Business Roundtable is ready to work with policymakers to create legislation and regulations that can address the risk of climate change and improve environmental quality, while also maintaining robust economic growth and enhancing energy security.
- Increase collaboration. Industry should be more involved in the regulatory development phase to ensure that new requirements are achievable and will encourage innovation to develop the most efficient methods for compliance. Therefore, regulations must be achievable and consistent with available technology, while regulators must be cognizant of their impact on economic growth, international competitiveness and other energy and environmental objectives.
- Streamline rules. Agencies, especially those with overlapping jurisdictions, should harmonize and simplify rules to avoid confusion and increase efficiency for both agencies and industry.
- Ensure fair regulation and enforcement. New requirements should be benchmarked against other advanced nations to ensure that U.S. regulations do not hinder U.S. competitiveness in the global market.
- Encourage the expansion of our nuclear fleet. Nuclear power currently generates approximately 20 percent of the power we use. As the only existing, scalable low-carbon baseload generation technology, nuclear power will be critical to developing the nation’s renewable energy potential, improving reliability and protecting the climate.
- Expand and modernize the electric grid. A modernized electric power grid can play an important role in meeting the sustainable growth challenge. U.S. companies are projected to invest $60 to $100 billion on transmission development by 2020. Federal policy regarding cost allocation, planning and siting of new transmission infrastructure will help remove barriers to the expansion of our nation’s electric grid and should improve reliability, reduce congestion and facilitate the increased penetration of renewable power as a viable source of energy.
- Maintain coal as a viable option to generate electricity. Robust R&D investments, cost-sharing, regulatory reform and incentives for the development of carbon capture and storage technologies are essential for reducing emissions while maintaining the long-term viability of coal, which generates nearly half of our nation’s electricity.

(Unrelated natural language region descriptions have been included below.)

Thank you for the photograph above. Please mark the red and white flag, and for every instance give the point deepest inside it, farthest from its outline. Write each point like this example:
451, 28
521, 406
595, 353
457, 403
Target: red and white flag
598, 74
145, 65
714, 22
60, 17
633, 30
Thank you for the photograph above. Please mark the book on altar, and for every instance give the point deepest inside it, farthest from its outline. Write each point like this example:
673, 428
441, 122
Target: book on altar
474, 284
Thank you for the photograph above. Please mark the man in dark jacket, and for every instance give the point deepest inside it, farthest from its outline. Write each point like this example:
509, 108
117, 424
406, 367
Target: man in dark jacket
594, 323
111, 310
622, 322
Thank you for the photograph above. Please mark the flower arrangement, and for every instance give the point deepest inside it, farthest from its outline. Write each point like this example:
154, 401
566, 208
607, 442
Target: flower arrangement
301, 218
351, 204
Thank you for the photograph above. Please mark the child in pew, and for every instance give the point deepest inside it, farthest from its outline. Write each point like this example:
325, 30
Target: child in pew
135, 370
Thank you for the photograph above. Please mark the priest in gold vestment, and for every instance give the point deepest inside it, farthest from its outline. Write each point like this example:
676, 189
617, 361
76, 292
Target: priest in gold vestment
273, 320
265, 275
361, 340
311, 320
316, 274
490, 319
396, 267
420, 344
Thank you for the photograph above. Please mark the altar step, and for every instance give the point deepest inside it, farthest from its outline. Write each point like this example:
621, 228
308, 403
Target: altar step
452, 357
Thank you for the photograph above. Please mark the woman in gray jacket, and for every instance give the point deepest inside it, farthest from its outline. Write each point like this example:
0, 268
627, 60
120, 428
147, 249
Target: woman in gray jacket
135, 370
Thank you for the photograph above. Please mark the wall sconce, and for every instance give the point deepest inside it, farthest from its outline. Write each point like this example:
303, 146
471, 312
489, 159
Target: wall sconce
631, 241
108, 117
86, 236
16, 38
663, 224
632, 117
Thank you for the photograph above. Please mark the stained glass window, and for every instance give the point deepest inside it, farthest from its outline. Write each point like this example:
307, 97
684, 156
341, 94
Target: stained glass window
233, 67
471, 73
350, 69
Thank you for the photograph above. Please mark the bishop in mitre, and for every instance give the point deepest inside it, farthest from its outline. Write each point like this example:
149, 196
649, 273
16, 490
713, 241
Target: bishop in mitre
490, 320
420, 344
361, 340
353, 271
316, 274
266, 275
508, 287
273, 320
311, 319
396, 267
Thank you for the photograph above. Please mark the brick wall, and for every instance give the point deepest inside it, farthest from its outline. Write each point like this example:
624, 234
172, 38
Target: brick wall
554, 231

- Provide access for oil and natural gas exploration and production. Natural gas promises to be an important fuel for the future because of its environmental benefits and domestic availability. But many significant oil and natural gas prospects are now off limits. Greater access to these areas, including expediting a return to offshore drilling that has been restricted since the spill in the Gulf, will be required to provide us with reliable supplies of oil and natural gas for decades to come. As we transition to a low-carbon future, it is imperative that we ensure the availability of affordable and secure domestic supplies as alternative sources evolve and mature.
- Encourage renewable energy development and deployment. If the U.S. is to address climate change meaningfully and improve its energy security, it must continue to encourage the development and deployment of renewable technologies. Robust R&D investments, regulatory reform and targeted incentives will be essential for commercial scale deployment of many renewable energy and storage technologies.